Выпивает Прохор Самсонович медленными глотками, глядя поверх стакана напряженными глазами. Обвисший кадык взволнованно трепещет. Допил до дна, довольно крякнул, стукнул донышком о столешницу: хороша, едрит её бабку! Некоторое время он сидит в застывшей позе, шумно дышит носом, нюхает хлеб.
Я пью вслед за ним, откусываю ломтик огурца – хрустит на зубах налипшая к кожуре песчинка, на миг во рту появляется что-то земляное, грустное. Язык и небо обожжены, вкус огурца пропадает в горечи, сивушный дым туманит глаза. Отщипываю от теплого карася корочку. Она тоже хрустит, тает на языке, и я вдруг чувствую запахи пруда, в котором эта рыба когда-то жила…
Старик дышит всей грудью, смотрит на темные к ночи деревья. Слышно, как в доме кашляет Марьяна Прокопьевна.

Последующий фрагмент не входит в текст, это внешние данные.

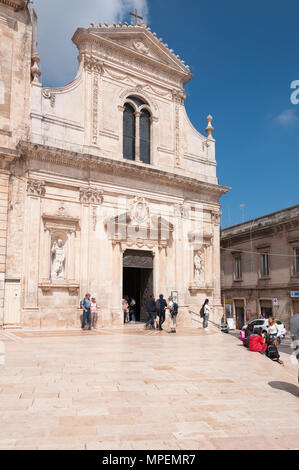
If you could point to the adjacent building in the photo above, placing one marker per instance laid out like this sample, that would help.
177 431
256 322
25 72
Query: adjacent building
260 267
106 186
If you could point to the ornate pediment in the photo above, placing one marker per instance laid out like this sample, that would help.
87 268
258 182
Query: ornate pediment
130 45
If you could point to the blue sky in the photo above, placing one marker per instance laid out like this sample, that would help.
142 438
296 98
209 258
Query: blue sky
244 56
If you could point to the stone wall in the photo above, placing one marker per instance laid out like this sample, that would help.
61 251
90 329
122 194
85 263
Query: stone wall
3 237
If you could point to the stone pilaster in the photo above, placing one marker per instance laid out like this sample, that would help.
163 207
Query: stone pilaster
3 237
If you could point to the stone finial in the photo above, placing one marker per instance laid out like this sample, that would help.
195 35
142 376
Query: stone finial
210 129
35 70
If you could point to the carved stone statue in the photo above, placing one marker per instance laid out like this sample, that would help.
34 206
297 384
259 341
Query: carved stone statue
58 260
198 266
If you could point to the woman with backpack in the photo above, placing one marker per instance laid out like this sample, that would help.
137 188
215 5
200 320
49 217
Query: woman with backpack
205 313
172 307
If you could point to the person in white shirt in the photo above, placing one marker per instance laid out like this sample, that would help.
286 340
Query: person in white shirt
94 312
171 316
207 310
273 331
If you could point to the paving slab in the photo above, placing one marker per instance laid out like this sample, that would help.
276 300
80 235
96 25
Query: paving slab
128 388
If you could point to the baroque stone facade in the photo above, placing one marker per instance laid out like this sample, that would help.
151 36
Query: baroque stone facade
74 209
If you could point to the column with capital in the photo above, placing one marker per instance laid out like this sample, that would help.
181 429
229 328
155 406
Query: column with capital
218 310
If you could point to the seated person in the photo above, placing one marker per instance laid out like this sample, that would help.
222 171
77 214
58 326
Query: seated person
257 342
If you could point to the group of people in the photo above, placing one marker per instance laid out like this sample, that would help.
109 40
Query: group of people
156 310
265 343
90 312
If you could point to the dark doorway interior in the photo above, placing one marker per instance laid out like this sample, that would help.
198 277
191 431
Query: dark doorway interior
138 280
266 312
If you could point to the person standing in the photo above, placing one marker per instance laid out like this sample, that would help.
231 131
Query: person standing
125 308
86 312
132 310
161 304
294 327
94 312
206 314
151 310
172 307
273 332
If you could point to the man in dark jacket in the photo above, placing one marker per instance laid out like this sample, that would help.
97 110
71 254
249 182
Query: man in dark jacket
160 309
151 310
294 326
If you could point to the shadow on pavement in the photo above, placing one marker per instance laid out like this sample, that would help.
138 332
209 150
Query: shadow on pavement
287 387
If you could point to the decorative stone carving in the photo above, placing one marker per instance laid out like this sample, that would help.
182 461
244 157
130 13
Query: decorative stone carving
210 129
178 96
95 106
92 65
36 188
91 196
60 222
215 217
94 218
140 47
139 211
182 210
49 95
17 5
58 260
35 70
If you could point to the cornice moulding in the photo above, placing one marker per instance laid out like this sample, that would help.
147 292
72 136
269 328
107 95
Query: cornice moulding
72 159
17 5
84 37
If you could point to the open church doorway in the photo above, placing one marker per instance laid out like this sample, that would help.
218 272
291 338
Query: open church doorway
138 271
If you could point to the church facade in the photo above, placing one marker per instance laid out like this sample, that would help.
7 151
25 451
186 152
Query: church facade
105 185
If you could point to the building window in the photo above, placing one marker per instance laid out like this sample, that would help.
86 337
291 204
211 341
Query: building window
238 268
129 132
137 130
265 265
145 136
296 260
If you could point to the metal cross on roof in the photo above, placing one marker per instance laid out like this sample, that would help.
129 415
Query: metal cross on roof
136 16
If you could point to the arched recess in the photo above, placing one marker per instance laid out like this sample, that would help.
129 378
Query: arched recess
145 136
129 132
153 109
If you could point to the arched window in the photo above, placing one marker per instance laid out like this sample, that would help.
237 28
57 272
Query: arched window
129 132
145 136
137 131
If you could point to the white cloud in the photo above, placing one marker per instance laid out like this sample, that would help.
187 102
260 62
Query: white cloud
57 22
287 118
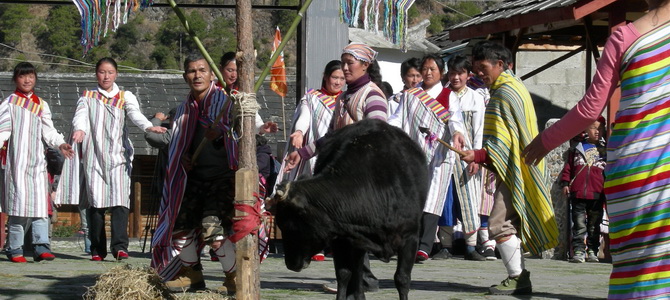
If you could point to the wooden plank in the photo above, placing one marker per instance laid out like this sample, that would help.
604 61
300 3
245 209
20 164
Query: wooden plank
3 233
583 9
513 22
137 211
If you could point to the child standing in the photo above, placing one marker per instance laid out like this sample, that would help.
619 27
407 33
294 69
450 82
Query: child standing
25 122
522 213
583 181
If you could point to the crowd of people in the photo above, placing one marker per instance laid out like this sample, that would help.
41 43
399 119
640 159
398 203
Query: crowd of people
474 120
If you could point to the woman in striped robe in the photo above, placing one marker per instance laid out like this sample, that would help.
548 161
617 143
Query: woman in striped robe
637 184
25 125
362 100
99 124
313 116
429 106
311 120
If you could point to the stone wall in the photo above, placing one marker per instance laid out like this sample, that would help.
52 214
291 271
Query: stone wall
155 93
555 161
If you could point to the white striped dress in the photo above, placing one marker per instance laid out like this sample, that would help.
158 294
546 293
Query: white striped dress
25 124
106 151
413 113
312 117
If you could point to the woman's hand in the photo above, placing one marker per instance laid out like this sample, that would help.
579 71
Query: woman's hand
469 156
78 136
473 168
458 140
566 190
269 127
66 150
297 139
292 160
157 129
534 152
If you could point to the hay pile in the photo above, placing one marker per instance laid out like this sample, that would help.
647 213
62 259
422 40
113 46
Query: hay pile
127 282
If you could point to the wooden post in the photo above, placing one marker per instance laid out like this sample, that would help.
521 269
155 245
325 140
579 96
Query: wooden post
246 181
3 234
137 211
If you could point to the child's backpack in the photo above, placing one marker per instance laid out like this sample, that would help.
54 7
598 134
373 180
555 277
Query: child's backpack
275 168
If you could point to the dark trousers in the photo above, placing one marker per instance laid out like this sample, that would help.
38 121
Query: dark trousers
586 218
98 236
428 230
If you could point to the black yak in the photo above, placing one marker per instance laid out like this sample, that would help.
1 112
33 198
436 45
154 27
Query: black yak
367 194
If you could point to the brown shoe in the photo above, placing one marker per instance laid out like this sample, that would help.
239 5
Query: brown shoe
229 284
188 279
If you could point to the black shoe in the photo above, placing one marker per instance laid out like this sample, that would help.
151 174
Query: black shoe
442 254
474 255
420 257
514 286
489 254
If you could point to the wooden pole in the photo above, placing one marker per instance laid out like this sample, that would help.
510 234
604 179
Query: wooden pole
137 211
289 34
246 181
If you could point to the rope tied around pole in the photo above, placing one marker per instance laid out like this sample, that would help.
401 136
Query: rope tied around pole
249 224
245 106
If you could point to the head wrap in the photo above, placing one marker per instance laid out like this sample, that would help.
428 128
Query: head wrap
360 51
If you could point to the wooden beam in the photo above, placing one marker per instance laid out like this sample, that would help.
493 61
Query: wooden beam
585 8
511 23
553 63
246 177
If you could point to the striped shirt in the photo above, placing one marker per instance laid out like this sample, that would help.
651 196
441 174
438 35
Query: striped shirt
362 100
24 125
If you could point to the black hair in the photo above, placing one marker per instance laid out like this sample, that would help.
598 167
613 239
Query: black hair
261 140
331 67
24 68
412 63
226 58
108 60
375 73
459 63
195 56
437 59
491 51
387 89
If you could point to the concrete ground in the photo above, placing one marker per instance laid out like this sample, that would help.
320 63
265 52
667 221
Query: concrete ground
72 272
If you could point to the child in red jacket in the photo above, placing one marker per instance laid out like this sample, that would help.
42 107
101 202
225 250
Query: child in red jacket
582 180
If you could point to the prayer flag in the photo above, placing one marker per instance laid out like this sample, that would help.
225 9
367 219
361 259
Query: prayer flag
278 77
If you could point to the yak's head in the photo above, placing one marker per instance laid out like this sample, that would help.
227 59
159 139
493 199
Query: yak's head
302 234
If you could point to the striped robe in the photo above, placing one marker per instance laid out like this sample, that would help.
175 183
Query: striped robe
510 125
469 188
317 108
106 153
25 125
637 182
164 255
418 109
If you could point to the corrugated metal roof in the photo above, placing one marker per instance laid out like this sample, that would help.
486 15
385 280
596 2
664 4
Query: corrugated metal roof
155 93
416 39
511 8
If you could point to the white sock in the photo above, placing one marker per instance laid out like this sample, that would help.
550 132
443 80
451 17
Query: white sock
189 250
510 252
226 254
445 234
471 239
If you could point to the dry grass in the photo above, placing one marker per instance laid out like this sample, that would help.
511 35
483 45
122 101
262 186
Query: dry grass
128 282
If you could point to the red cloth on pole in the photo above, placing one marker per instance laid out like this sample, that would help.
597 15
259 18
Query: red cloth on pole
278 71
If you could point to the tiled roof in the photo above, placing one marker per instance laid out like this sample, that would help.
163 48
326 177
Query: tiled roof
155 93
511 8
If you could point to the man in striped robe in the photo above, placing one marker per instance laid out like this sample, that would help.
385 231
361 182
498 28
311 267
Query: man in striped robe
197 204
522 204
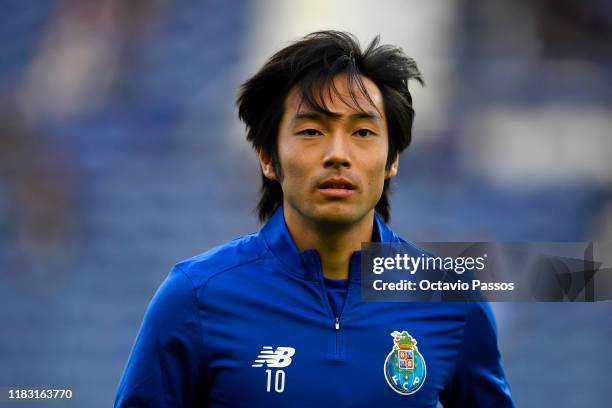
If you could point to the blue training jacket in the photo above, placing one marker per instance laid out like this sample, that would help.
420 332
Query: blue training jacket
249 324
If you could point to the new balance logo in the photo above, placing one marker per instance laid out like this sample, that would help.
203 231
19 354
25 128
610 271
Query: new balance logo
279 358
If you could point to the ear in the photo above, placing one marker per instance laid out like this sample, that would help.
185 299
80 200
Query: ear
266 164
392 172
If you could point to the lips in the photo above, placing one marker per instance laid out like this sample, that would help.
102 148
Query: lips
336 187
336 183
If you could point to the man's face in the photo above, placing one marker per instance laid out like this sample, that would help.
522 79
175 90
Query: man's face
333 165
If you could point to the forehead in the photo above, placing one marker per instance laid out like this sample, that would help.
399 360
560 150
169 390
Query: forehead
342 95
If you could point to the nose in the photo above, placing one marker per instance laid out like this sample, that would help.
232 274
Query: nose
337 153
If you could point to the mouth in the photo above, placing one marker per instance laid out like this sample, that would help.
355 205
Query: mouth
336 187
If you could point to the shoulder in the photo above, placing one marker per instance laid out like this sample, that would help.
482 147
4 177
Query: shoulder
238 253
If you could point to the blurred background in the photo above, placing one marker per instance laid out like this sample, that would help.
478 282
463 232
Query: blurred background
121 154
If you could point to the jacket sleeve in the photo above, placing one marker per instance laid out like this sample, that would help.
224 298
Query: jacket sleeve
165 366
478 379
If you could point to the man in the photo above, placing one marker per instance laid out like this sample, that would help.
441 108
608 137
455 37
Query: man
275 318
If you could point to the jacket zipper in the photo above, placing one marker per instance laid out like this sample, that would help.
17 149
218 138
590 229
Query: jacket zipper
337 326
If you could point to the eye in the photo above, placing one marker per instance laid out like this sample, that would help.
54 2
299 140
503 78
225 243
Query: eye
364 133
310 132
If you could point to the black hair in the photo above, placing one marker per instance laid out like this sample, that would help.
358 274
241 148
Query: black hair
311 63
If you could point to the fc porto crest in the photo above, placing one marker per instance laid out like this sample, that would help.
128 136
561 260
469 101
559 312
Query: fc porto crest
405 368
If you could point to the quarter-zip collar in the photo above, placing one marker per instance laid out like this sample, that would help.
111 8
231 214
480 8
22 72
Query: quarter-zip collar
307 264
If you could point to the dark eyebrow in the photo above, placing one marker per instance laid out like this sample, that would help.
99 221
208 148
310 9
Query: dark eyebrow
327 115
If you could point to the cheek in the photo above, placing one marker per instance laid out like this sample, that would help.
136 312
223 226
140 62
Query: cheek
295 166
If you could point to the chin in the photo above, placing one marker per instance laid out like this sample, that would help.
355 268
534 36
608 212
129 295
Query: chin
338 215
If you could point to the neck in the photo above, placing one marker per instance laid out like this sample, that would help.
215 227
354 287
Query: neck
334 242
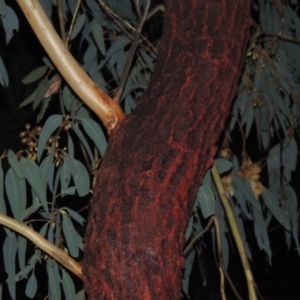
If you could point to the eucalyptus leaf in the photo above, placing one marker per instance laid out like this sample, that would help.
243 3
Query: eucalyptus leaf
70 236
51 124
31 172
35 75
95 132
272 203
68 285
31 287
10 23
205 197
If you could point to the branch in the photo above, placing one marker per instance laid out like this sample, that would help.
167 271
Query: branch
235 231
131 52
198 235
98 101
58 254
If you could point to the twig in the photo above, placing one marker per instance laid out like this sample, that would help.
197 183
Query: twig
137 8
131 53
61 20
198 235
154 10
73 21
235 232
115 16
220 256
231 283
58 254
99 102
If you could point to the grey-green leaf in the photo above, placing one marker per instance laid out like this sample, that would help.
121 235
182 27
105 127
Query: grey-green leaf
80 177
14 163
54 280
272 203
205 197
223 165
51 124
16 193
71 236
78 25
98 36
31 286
10 23
96 134
31 172
68 285
35 74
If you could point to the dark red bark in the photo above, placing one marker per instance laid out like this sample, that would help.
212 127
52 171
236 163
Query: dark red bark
157 157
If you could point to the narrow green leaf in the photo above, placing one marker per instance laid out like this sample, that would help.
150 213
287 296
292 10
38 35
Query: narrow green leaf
68 285
78 25
22 247
98 36
205 197
81 177
77 217
3 74
40 92
189 228
31 286
51 124
69 191
54 280
95 132
2 201
10 247
35 74
44 170
71 236
188 265
10 23
80 295
30 210
272 203
44 229
31 172
65 174
84 142
223 165
17 199
14 163
23 273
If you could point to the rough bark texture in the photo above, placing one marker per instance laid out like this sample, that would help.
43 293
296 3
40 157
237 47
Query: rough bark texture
157 157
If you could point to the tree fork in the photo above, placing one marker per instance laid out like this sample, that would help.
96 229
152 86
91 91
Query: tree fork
156 158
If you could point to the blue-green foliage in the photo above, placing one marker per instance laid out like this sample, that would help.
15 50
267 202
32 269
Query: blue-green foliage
267 107
41 176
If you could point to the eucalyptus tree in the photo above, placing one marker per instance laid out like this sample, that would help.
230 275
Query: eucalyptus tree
145 181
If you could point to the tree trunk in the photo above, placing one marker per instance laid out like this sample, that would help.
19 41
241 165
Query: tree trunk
156 158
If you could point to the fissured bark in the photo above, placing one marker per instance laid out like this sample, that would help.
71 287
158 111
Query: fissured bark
156 158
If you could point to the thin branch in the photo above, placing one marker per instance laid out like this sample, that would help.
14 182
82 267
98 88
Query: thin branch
114 16
61 20
99 102
58 254
153 11
198 235
231 283
235 232
220 256
137 8
73 22
131 53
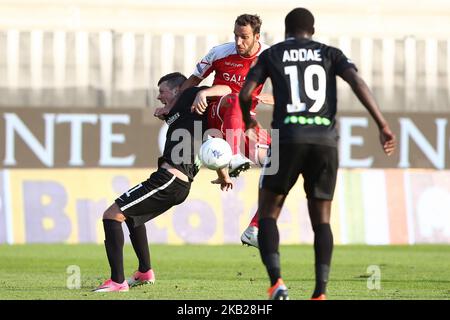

Старик оживляется, блестят в сумерках водянистые глаза:
– Из чего Гена ее гонит? – спрашивает он пока еще строгим голосом.
– А хрен его знает.
Помолчав, выпиваем по второй. Бывший Первый с удовольствием обсасывает голову жареного карася, нахваливает – давно не откушивал свежей рыбы…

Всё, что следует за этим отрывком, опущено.